When I finally threw in the Nanowrimo towel last October, I hadn't actually given my novel a full read-through. Not even once.

While I was writing it, I was afraid that going back and reading it would just make me over-analyze things (I know. Me, over analyze?) After I was done, I just didn't feel like it was time to go back and face it. By the end, I had been sort of flailing, desperate to get the plot going somewhere--anywhere. I had thrown in private investigators, and a bomb in the streets of San Francisco, and a fusion restaurant that serves 'moo shu fish tacos' and 'Hawaiian style chile relleno', and a sexy Latin love interest named Joaquin, and a Humboldt county murder mystery, and ninjas. Ninjas. In a sci fi novel!

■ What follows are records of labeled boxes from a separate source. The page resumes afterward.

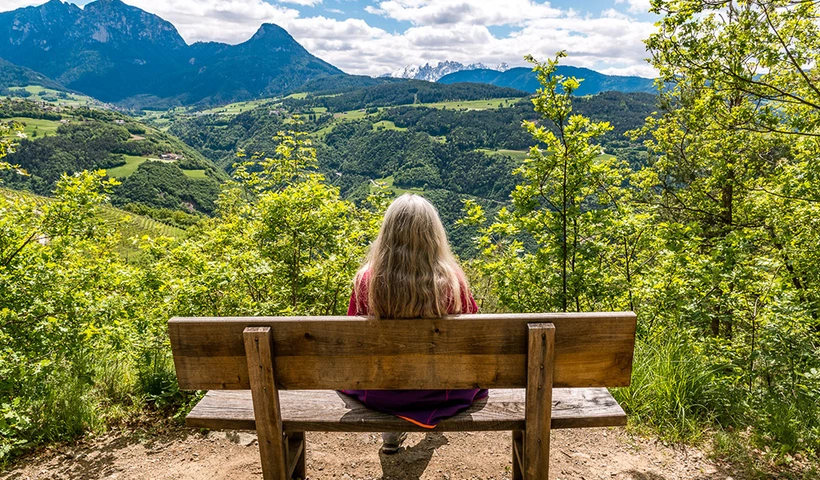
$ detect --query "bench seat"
[185,388,626,432]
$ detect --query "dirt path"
[0,428,743,480]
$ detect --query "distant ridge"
[0,58,65,90]
[380,61,510,82]
[0,0,344,107]
[438,65,656,95]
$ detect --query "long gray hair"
[355,194,469,318]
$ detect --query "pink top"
[342,272,487,428]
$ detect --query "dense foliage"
[0,120,384,463]
[464,6,820,474]
[170,89,656,257]
[285,80,527,112]
[0,4,820,472]
[0,101,226,213]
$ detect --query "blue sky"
[0,0,656,77]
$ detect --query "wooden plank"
[169,312,636,390]
[186,388,626,432]
[244,327,288,480]
[510,430,524,480]
[522,323,555,480]
[287,432,307,479]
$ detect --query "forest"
[0,0,820,479]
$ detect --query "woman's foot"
[382,432,407,455]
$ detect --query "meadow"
[9,85,102,107]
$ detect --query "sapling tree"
[463,52,640,311]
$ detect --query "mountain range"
[0,0,343,106]
[381,61,510,82]
[438,65,657,95]
[0,0,654,109]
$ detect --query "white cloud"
[0,0,655,77]
[366,0,561,26]
[615,0,650,13]
[279,0,322,7]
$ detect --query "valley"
[0,82,654,257]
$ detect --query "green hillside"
[0,99,227,214]
[7,85,103,107]
[0,187,185,259]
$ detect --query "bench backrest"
[169,312,636,390]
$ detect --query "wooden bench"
[169,312,636,480]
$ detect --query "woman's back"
[343,195,487,428]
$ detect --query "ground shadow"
[379,433,447,480]
[0,429,198,480]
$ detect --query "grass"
[476,148,529,161]
[0,117,62,139]
[182,170,208,178]
[202,98,271,115]
[333,109,367,121]
[414,97,521,110]
[371,175,424,195]
[0,187,185,258]
[9,85,101,107]
[106,155,154,178]
[373,120,407,131]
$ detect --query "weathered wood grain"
[522,323,555,480]
[287,432,307,479]
[186,388,626,432]
[169,312,635,390]
[243,327,290,480]
[510,430,524,480]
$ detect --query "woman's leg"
[382,432,407,454]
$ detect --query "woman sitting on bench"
[342,194,487,453]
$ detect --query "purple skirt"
[340,388,487,428]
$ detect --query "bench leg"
[512,430,524,480]
[244,327,288,480]
[287,432,307,480]
[524,323,555,480]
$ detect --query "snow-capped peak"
[382,61,510,82]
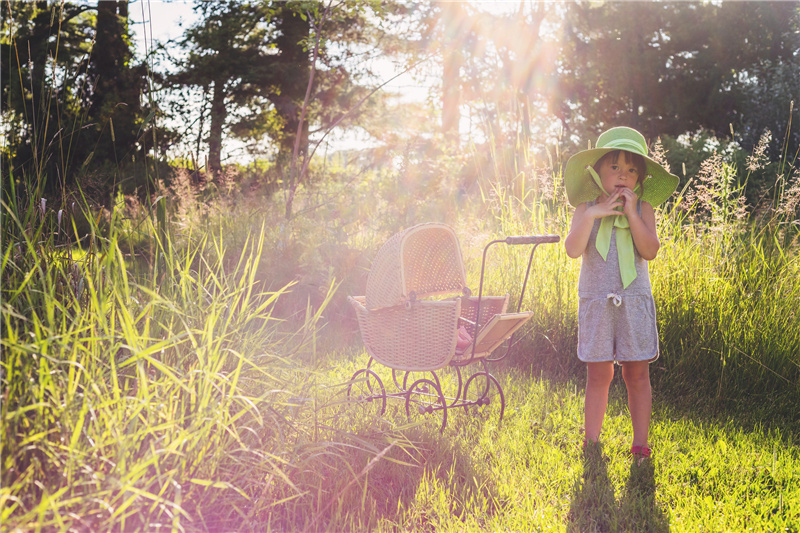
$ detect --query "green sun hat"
[564,126,680,207]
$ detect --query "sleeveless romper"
[578,200,658,363]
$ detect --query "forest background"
[0,1,800,529]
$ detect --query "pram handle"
[505,235,561,244]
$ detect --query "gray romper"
[578,200,658,363]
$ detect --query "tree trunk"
[273,4,311,155]
[442,2,464,146]
[208,80,227,174]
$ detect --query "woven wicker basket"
[349,223,520,371]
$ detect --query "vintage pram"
[347,223,559,431]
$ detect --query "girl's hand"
[586,189,636,220]
[617,187,639,220]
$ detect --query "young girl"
[564,127,679,458]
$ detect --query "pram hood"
[365,223,467,309]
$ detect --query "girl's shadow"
[567,443,669,533]
[567,442,618,532]
[619,459,669,533]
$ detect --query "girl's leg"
[583,361,614,442]
[622,361,653,446]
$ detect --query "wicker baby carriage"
[348,223,559,430]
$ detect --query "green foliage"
[552,2,800,158]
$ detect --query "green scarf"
[586,166,639,289]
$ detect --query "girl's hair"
[594,150,647,190]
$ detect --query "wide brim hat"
[564,126,680,207]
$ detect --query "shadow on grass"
[567,442,669,533]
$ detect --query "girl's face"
[597,152,639,196]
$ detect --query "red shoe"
[631,444,653,460]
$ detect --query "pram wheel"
[347,368,386,416]
[406,378,447,433]
[463,365,506,422]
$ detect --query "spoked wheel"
[347,368,386,416]
[464,368,506,421]
[406,378,447,433]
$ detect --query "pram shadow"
[567,443,669,533]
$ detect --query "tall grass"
[0,178,352,531]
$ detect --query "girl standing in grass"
[564,127,679,458]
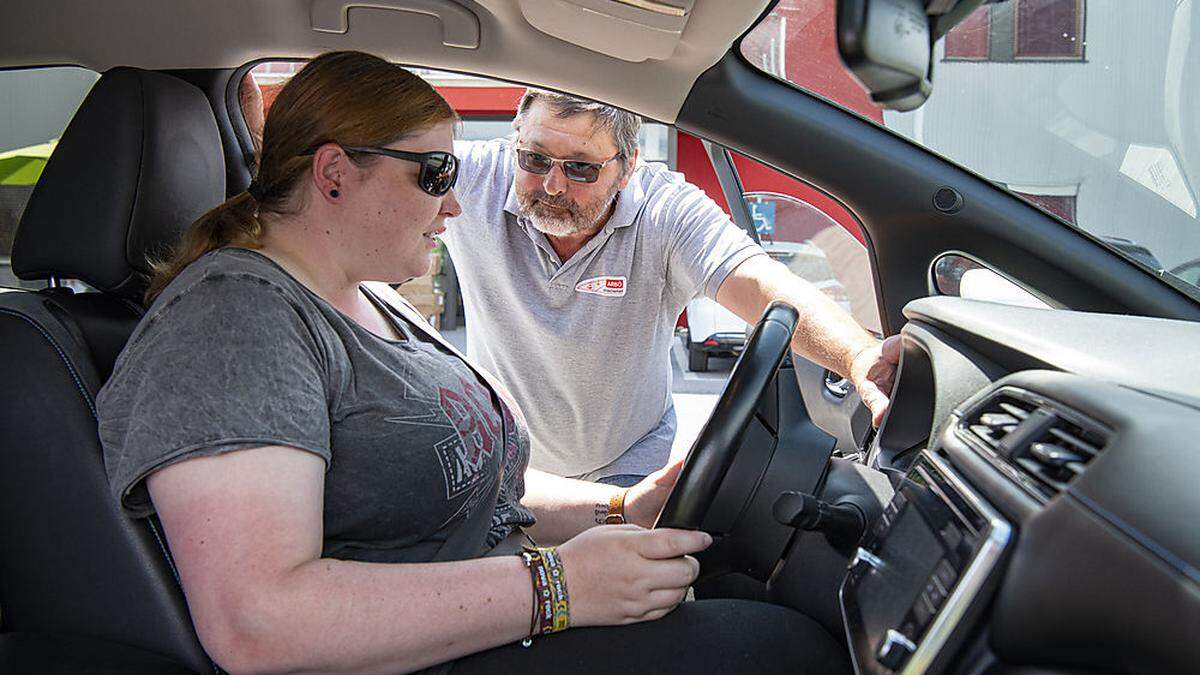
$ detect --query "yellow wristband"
[604,488,629,525]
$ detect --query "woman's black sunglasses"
[302,145,458,197]
[517,148,620,183]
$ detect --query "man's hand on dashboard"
[850,335,900,428]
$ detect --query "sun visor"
[517,0,695,62]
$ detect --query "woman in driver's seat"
[98,52,844,673]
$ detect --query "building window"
[1013,0,1084,59]
[946,5,991,61]
[943,0,1085,62]
[1014,191,1076,225]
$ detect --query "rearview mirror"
[838,0,997,110]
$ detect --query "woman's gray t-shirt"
[97,249,533,562]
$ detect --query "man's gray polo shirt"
[442,141,762,479]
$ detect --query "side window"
[0,67,100,288]
[733,155,882,334]
[745,187,882,334]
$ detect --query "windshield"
[742,0,1200,294]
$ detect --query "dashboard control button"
[934,557,959,591]
[912,598,934,631]
[850,546,883,569]
[924,580,946,609]
[938,522,962,551]
[875,628,917,670]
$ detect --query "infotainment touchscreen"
[841,452,1010,673]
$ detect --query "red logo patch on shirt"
[575,276,625,298]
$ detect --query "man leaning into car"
[442,89,899,486]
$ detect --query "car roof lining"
[0,0,770,124]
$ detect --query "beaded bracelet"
[521,546,571,647]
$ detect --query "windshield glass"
[742,0,1200,295]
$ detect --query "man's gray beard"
[517,186,617,237]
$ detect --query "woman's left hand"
[625,458,683,527]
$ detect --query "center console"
[840,450,1013,675]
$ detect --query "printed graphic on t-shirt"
[575,276,625,298]
[384,377,503,509]
[434,372,503,500]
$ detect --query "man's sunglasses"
[517,148,620,183]
[301,145,458,197]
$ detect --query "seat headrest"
[12,67,224,298]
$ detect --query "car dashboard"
[839,298,1200,674]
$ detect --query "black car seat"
[0,67,224,673]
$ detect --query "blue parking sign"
[750,202,775,235]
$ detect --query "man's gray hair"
[512,88,642,168]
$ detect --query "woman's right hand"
[558,525,713,627]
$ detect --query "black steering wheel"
[654,301,799,530]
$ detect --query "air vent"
[966,394,1037,454]
[959,390,1109,497]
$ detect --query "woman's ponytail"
[145,192,263,306]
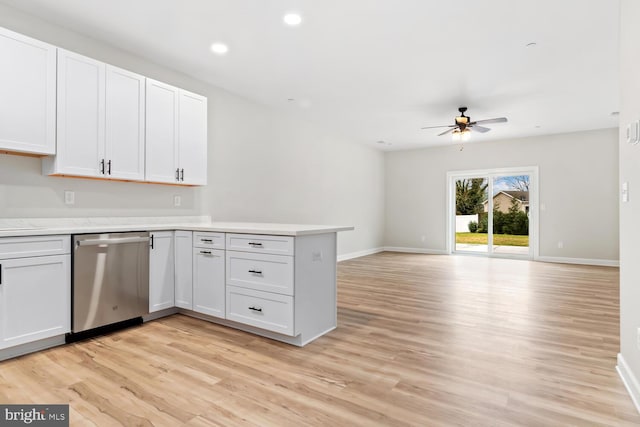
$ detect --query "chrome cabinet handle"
[76,237,151,246]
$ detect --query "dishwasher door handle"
[78,237,149,246]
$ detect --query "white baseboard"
[383,246,449,255]
[616,353,640,412]
[535,256,620,267]
[337,248,384,262]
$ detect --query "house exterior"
[484,190,529,213]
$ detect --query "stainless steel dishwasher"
[72,232,149,335]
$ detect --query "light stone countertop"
[0,216,354,237]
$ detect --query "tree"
[456,178,488,215]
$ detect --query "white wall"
[618,0,640,410]
[0,5,384,254]
[385,129,618,261]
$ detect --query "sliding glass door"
[489,174,531,256]
[448,168,537,258]
[454,176,489,253]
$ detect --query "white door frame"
[446,166,540,260]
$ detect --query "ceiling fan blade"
[420,125,456,129]
[471,117,507,125]
[438,126,458,136]
[469,125,491,133]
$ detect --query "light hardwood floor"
[0,253,640,427]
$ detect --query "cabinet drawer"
[193,231,224,249]
[227,286,294,336]
[226,251,293,295]
[227,234,293,255]
[0,236,71,259]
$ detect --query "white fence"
[456,214,478,233]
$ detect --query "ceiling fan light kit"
[422,107,507,141]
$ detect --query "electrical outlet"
[64,190,76,205]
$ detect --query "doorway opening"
[447,167,538,259]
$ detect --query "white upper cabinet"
[43,49,145,180]
[178,90,207,185]
[0,28,56,155]
[146,79,207,185]
[49,49,105,177]
[145,79,180,183]
[105,65,145,181]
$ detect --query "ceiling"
[0,0,619,150]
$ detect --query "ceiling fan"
[422,107,507,139]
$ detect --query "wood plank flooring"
[0,253,640,426]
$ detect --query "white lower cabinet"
[149,231,175,313]
[226,233,337,346]
[175,231,193,310]
[227,286,294,335]
[0,236,71,349]
[193,247,225,318]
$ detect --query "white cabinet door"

But the fact remained that I liked my novel. Even with all the literary baggage. I always figured that, some day, I would forget how bad it was, resurrect it, and revise it into a decent first half of a novel.

Today is that day.

While clicking through my daily blogs for the first time in several days (Wow, dooce is in a mental institute? How odd.) I followed some of the links on The Book Stops Here, and I ended up in an endless maze of writing blogs, author websites, writing resource websites--and it finally hit me.

"It is time!" I said aloud, or maybe just in my head. "It's time to finish my novel. Starting tonight!"

What was I to do? If my brain tells me it's time to finish the crappy novel, then it's obviously time to finish the crappy novel. I called up the bookmark that I had prepared for the occasion: Holly Lisle's thorough instructions on the revising process. And then I opened up my novel and took a look at the monster.

The first thing I noticed, as I scanned it, preparing it for printing, was that the phrases that I was seeing were not nearly as hokey as I remember them. Sure, a few were weird, here and there, but overall the writing sounded fine. That came as a big relief.

The second thing I noticed, as I spell-checked it (which I had never done during the writing) was that the spelling started out good, but got progressively worse as the story went on. At the near-ending (probably from my 7000 word day) many of the sentences were entirely misspelled. Some words had all the right letters, just in the wrong order. My fingers, apparently, were not quick enough for my brain.

After that, I began printing the thing out. It is *still* printing. I cannot believe how huge this pile of exhausted metaphors is. I am starting to think if I'm kinda crazy for attempting to do this.

As the last, stunning line of my novel says:

“Tell me about it!” She yelled, to no one in particular.